Social sites like Facebook, Twitter, and LinkedIn offer tools like Facebook Pixels, Twitter Tags, and LinkedIn Insight Tags, respectively, that track the visitors’ activities on your website and enable you to reach them again with targeted ads based on their previous activities.

This way, you can stay connected with them and establish communication with more personalized and relevant information that can help them make better decisions, most preferably in your favor.

Stage 3: Action

At this stage, your objective should be to make your repeat visitors take action on the landing page. A common example includes buttons with compelling copy like “Request a Demo”, “Request a callback” or “Download Now”.

Landing pages play a vital role in lead generation. This is why, your page content, design, and CTAs should be done strategically so that the visitors find the information relevant to their needs and drive them to do what you want them to do on the page.

Once the visitor takes any such action, you have the data that enables you to take the conversation beyond social media and guide them toward the next step and so on until they’re ready to talk to sales.

Stage 4: Engage

Till this stage, you have data of the most prospective consumers, i.e., leads, in your database. 

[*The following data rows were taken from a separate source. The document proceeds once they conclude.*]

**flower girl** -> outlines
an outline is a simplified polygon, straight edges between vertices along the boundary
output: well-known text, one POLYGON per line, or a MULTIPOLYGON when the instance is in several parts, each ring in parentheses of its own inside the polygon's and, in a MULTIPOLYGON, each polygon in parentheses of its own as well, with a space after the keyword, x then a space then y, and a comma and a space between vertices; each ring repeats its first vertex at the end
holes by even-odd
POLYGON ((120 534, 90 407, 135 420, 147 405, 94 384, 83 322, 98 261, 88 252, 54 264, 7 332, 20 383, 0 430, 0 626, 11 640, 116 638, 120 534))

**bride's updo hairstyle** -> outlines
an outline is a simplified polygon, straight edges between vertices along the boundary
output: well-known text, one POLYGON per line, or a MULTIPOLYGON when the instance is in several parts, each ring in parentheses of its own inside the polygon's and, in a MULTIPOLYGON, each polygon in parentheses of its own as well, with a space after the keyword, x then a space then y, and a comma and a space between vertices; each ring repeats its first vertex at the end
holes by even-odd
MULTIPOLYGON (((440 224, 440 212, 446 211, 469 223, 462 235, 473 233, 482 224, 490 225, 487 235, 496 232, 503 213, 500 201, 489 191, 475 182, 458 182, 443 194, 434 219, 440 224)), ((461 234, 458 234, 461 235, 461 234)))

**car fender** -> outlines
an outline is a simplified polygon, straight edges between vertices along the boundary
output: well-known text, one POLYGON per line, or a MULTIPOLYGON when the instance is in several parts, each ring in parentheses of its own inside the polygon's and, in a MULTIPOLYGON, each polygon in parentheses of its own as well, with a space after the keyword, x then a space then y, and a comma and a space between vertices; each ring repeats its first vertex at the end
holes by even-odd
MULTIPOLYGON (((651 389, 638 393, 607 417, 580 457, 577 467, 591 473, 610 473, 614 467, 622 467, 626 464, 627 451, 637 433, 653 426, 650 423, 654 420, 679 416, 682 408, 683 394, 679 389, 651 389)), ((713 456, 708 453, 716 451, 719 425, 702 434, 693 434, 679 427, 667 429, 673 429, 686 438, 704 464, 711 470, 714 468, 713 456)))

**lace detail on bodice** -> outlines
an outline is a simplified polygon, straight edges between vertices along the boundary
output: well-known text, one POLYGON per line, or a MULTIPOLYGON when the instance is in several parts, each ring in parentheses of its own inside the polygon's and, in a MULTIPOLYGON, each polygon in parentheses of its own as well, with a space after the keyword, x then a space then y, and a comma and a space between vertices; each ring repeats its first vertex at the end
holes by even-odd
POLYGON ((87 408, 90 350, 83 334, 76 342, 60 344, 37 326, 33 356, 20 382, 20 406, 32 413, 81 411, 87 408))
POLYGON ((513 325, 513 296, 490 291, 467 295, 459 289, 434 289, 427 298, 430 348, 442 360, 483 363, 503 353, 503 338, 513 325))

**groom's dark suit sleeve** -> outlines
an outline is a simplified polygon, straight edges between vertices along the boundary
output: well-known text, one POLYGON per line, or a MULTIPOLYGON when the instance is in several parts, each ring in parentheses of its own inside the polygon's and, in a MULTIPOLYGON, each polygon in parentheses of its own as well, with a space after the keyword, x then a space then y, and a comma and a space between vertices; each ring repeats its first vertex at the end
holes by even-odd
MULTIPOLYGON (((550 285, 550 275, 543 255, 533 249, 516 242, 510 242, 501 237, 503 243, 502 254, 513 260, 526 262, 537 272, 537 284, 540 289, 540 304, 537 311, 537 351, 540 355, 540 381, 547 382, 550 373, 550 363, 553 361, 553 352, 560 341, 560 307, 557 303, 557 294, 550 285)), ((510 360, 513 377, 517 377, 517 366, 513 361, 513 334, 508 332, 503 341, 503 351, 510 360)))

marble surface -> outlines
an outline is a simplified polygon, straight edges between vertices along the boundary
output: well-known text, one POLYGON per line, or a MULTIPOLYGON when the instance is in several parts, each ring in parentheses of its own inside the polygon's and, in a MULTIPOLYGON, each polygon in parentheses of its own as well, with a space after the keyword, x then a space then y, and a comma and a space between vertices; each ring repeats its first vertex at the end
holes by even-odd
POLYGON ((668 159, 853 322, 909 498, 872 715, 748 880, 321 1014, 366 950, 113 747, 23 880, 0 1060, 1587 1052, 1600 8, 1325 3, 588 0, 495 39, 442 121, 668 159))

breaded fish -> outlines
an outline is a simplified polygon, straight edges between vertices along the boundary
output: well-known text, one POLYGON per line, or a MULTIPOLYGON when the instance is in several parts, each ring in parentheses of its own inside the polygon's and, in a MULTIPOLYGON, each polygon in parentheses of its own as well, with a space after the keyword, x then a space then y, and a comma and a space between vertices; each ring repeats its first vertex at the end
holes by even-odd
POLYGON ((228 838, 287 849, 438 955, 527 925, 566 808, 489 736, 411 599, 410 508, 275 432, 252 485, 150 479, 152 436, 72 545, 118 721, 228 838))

Once a prospect reaches this funnel stage, they are already 57% into the buying process. It means the prospect is considering your company as a viable vendor among other players in the market.

At this stage, keep your leads engaged & delighted with marketing content like whitepapers, blog posts, customer testimonials, case studies, etc. This is typically where the sales team comes into the picture to nurture the most qualified leads. The sales team starts to reach out to them in an effort to attract them into the sales process.

This is the most crucial stage in the funnel because what you do and how you keep your prospects engaged decides how far the conversation can go between both parties.

Stage 5: Opportunity

At this stage, the sales team talks with the leads who showed a high level of engagement in the previous stage to move forward in the buying process. 

The sales team tries to establish a one-on-one conversation with such leads by sending them highly focused emails. Also, at this stage, cold outreach becomes more effective as the prospect already knows a lot about the brand and may show interest in taking the conversation forward.

If done properly and the prospect is still considering buying from your company, the sales representative sets up their first meeting and that’s when the “Opportunity” happens.

Stage 6: Customer

Finally, a lead becomes a customer when they have committed to business engagement with your company & the opportunity with them is closed-won.

Now, in B2B, the duration of the journey from the first meeting with the prospects i.e. opportunity to sign the final contract depends on many factors like the number of decision-makers involved, budget constraints, etc. It can be as short as a day & as long as a couple of months.

Always remember, in B2B, you can win only by educating your customers about their problems and the solutions you’re offering in the best possible way, not by keeping them in the dark.

So, make sure that throughout your marketing funnel, you’re providing the best resources to educate your prospect that drives them to the next stage and ultimately become your customer.